Inotiv, Inc. announced the expansion of the company’s safety pharmacology offering with the validation and verification of a cardiopulmonary telemetry study model in cynomolgus macaques. Offered through Inotiv’s Discovery and Safety Assessment business, telemetry allows for the continuous observation of ECG, respiratory rate and volume, blood pressure and other cardiovascular parameters during preclinical safety studies.

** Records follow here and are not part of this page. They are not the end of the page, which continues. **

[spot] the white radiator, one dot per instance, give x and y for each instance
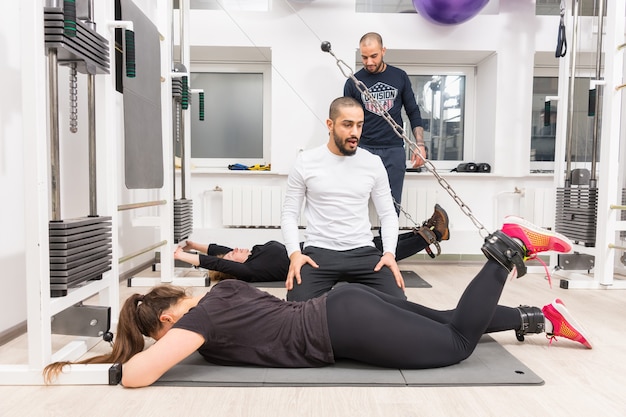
(247, 206)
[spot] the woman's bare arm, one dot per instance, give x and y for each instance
(146, 367)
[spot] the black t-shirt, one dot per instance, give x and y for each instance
(244, 325)
(266, 263)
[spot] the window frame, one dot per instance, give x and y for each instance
(238, 68)
(469, 72)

“The ICH S6 regulatory guidance on Preclinical Safety Evaluation of Biotechnology-Derived Pharmaceuticals indicates that safety pharmacology studies should be completed to reveal any test article related functional effects on the major organ systems including cardiovascular, respiratory, and central nervous system,” said Tyler Speece, Director of Safety Pharmacology at Inotiv. “The cynomolgus macaque is frequently the only pharmacologically relevant species for the testing of biologics due to their anatomic and physiologic similarities to humans.”

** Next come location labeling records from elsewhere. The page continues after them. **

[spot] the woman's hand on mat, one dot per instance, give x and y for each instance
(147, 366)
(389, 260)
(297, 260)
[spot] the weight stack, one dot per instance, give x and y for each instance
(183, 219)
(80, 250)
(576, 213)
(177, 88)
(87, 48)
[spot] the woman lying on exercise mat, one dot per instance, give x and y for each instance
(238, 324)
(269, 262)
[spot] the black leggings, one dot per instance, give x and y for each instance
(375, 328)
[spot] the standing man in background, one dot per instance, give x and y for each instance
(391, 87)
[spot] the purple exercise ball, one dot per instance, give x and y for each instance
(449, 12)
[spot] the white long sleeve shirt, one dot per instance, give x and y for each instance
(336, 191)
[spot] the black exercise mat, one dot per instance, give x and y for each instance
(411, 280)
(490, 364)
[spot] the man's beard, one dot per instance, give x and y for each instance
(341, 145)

Speece continued, “We’re pleased to offer combined telemetry study models that assess potential test article related effects on the cardiovascular and respiratory systems, performed simultaneously in the same animals—an added benefit of which aligns with the principles of the 3Rs: Replacement, Reduction and Refinement. Researchers can reduce the number of animals needed for testing, minimize distress caused by repeated testing, and ultimately improve animal welfare.”
Together with cardiopulmonary telemetry study offerings in other rodent and non-rodent species, Inotiv can now provide complete Good Laboratory Practice (GLP) safety pharmacology testing solutions to assist with the development of biologics as well as small molecules. With this newly added offering and available capacity, the Company expects to further enable clients to confidently navigate the regulatory landscape and accelerate the development of their products.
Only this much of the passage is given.